Hou, who plans to apply for a temporary restraining order in December during the next court hearing, hopes to prevent TuSimple from moving tens of millions of dollars to China. As of September, TuSimple had a market capitalization of $450 million. Hou is also asking for the immediate availability of evidence to support his motion requests.
Hou’s declaration in court, filed on Monday, is the latest escalation in a battle between TuSimple and some of its shareholders, over the company’s efforts to use investors’ money to fund a new AI-powered animation and video game business in China.
It is the first time that Hou – who was ousted as CEO in 2022 – has publicly accused TuSimple and its leaders of advancing animation and game business assets owned by or with direct ties to Mo Chen, TuSimple’s founder and chairman of the board, under the guise of business pivot. Hou also argued that the company violated SEC rules by not notifying or obtaining approval from shareholders before changing its business model or transferring funds to China.
Hou now leads a new independent trucking startup in Texas
TuSimple, which was once valued at $8.5 billion after its 2021 IPO, ran into problems that led to its US shutdown and withdrawal in January 2024. The company’s stated goal was to sell its AV technology in China. But as the year progressed, TuSimple reduced its staff, stopped driving itself, and started hiring employees to handle tasks related to AI games and animation.
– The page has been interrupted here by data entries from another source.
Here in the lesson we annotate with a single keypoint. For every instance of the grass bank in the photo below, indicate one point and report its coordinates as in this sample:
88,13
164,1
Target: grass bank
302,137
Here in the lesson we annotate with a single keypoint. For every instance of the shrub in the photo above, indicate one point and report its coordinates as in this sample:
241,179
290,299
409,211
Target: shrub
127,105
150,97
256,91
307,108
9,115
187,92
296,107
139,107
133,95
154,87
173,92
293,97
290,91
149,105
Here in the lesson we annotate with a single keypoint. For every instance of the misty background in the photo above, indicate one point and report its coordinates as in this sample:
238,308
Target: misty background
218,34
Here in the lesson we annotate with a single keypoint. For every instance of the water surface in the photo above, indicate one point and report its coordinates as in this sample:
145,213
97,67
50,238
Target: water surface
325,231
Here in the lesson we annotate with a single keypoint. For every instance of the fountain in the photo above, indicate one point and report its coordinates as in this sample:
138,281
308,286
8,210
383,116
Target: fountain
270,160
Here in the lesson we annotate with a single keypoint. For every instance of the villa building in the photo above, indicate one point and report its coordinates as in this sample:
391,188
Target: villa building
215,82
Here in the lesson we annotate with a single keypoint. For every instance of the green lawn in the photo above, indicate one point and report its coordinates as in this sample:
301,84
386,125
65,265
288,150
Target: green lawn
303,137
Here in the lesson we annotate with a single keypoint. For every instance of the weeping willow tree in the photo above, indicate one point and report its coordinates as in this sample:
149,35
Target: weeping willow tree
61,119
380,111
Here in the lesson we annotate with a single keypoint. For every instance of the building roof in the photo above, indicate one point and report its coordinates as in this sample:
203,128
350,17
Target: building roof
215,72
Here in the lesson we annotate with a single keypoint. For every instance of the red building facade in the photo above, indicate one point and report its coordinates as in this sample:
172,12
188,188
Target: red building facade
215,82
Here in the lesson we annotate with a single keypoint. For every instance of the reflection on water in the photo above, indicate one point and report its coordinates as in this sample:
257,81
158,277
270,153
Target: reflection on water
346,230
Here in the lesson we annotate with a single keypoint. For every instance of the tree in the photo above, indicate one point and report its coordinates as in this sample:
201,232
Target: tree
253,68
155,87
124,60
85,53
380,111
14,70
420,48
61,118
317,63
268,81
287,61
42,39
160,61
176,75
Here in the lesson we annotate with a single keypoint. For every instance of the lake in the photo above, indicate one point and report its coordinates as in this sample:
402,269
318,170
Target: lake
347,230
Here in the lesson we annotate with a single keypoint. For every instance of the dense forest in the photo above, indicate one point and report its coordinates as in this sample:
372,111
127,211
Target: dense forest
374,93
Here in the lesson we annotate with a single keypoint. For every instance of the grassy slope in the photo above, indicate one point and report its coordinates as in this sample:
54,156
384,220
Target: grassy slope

Shareholders sent a letter to the board in August after learning that TuSimple was putting resources into AI games and animation. The board responded a few weeks later by publicly announcing a new business unit.
Hou this week asked the court to issue a temporary restraining order after seeing TuSimple China’s filing showing that the company is about to withdraw money (or already has) from the United States. Two subsidiaries of TuSimple China last week registered an increase in assets worth $150 million, according to Hou’s announcement and information from public filings.
“These documents show a suspicious increase in registered assets between the two companies in less than one day as a precursor to a large amount of money transfers from the US to China,” the announcement read. “The most likely scenario is that these filings in China were preparatory steps before TuSimple US transferred funds to those subsidiaries in China.”
Hou added that such large transfers were “beyond the normal course of business” and compared to TuSimple China’s “heyday when it operated a large private truck fleet in Shanghai” and had about 700 salaried employees. As of September, TuSimple China had about 200 employees.
The window of opportunity for shareholders like Hou to get what they want — which is for TuSimple to liquidate so they can recoup some of their losses — is shrinking.
TuSimple is in a gray area when it comes to enforcement by the Securities and Exchange Commission. While TuSimple was delisted earlier this year, the company is still registered with the SEC and thus subject to US scrutiny. If the money goes to China, US shareholders will have no way to recoup their initial investment.
TechCrunch has reached out to the SEC to learn whether the agency is investigating TuSimple regarding shareholder complaints.
TuSimple did not immediately respond to TechCrunch’s request for comment.